La actualidad descansa en su balsa de aceite, con una calma líquida. Parece que también los titulares pudieran derretirse con su letra de cirios, con su sombra de velas procesando al silencio. Ha sido interesante comprobar en las redes cómo la Semana Santa sigue excitando a los anticlericales. Hay gente que la necesita para ponerse en contra, como no podrían vivir sin que existiera eso que llaman heteropatriarcado, que al parecer se adapta a todo, o les faltaría tensión para despertar cada mañana. La causa de esta polarización comienza en la carencia de un discurso propio. O sea: necesito estar en contra de algo para justificarme desde mi púlpito y soltar mi primer mensaje del día en Facebook. Eso sí, no lo haré desde una posición independiente, verdaderamente crítica, sino desde la etiqueta que yo mismo, o misma, ya me habré colocado antes sobre el pecho, que me exige un compromiso mucho más ciego y fácil que la realidad objetiva. Y a partir de ese mantra, a repartir estopa. Con cualquier excusa, y una condición imprescindible: no decepcionar las expectativas de mis acólitos, la humareda de voces que me seguirán si no me salgo del lema propuesto. Una ruta que no admite matices, que encuentra su sentido en un extremo y ni contempla la posibilidad de escuchar el sentimiento de otras partes.
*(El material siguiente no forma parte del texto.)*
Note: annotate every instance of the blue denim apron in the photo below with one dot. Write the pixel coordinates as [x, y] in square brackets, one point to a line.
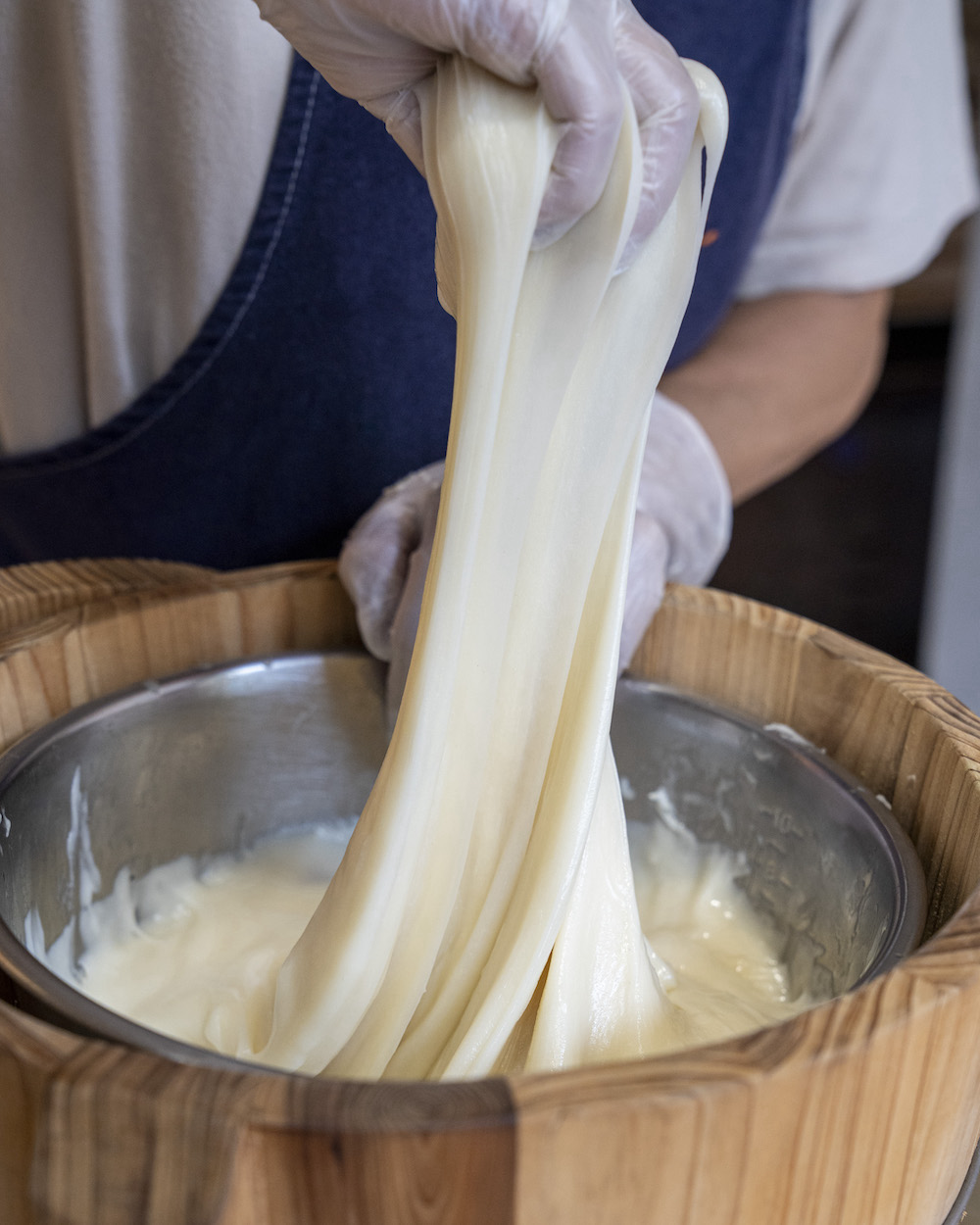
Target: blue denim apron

Sucede con todo, pero se vuelve excitación con la Semana Santa. Las posiciones intermedias, o moderadas, o pensantes, que hagan el esfuerzo de nadar entre las corrientes sin dejarse ahogar por ninguna, parecen sospechosas o extrañas y se ignoran, porque cuesta demasiado imaginar a gente dispuesta a comprender al otro, a tratar de entender sus razones, aunque no se compartan. Esto no es un estado de sitio, sino de talibanes que viven de las apariencias. Por ejemplo, lo visto con la Semana Santa en Facebook: si eres de izquierdas, feminista y anticapitalista, debes ser un crítico furibundo de la Semana Santa. Algunos --no todos-- así lo entienden y predican, aunque antes hayan dado pregones a la Virgen. Y eso ¿por qué? Luego, al otro lado, están los colectivos de las hermandades, que pueden ser igual de radicales, aunque al menos andan en lo suyo. ¿Y en medio? ¿No hay una tierra de nadie? Y si no la hubiera --siempre la hay: solo hay que buscarla con voz propia, aunque no nos jaleen, ni nos aplaudan, para encontrar la auténtica coherencia de ser uno, y no un montón de Likes--, ¿hace falta estar cada veinte minutos enlazando publicaciones para seguir fardando de aquello que se rechaza? ¿Tanta necesidad hay de mostrar --y demostrar-- una disidencia o una fe de converso? Seguramente sí: ante el espejo.

Se nos está olvidando convivir. Las redes nos han dado un griterío continuo, la estridencia de tonos, unas torres para sermonear. En Facebook hay predicadores que no han reconocido su vocación a tiempo, pero que no renuncian a decirnos cómo tenemos que ser en cada hora del día. Y algunos de los presuntamente progresistas exigen unas purezas que ni ellos mismos guardan, a poco que disecciones su pasado inmediato. Por eso los debates no son conversaciones, sino alineaciones directas en uno y otro bando, como si la realidad fuera un conflicto permanente en el que solamente puede quedar uno.

Vamos con una opinión que desea ser constructiva. Esta Semana Santa la carrera oficial ha sido más fría y húmeda, una Semana Santa de pulmonía al acecho en el Patio de los Naranjos, porque el río la impone con el agua en los huesos. Para empezar, no es práctica. Vas allí, te pones malo o buscas la casaca siberiana. Desde otro punto de vista, el estrangulamiento de calles alrededor de la Mezquita para poner unas sillas, además de una temeridad --por responsable que sea el plan de seguridad--, es un atentado contra la estética y la dignidad ciudadana, que se tropieza en la acera para darse de bruces con paneles que impedirán ver. Por mucho que haya guardias de chaqueta fluorescente ordenando el tráfico en el medio metro de ancho de acera de El Caballo Rojo a Santos, nadie puede parar ni mirar. Y andar es casi imposible. Creo que las hermandades tienen derecho a decidir sobre aquello en lo que ocupan su tiempo, su dinero y su afán; pero la calle, la ancha y caudalosa calle, es un espacio público que a todos nos concierne.

Esos paneles prácticamente opacos son clasismo: los que pueden observar y los que no. La carrera oficial no debe ser eso. Porque no se puede agredir el derecho más puro de la gente a pasear, a mirar y a vivir, o esta semana amenaza con volverse eterna.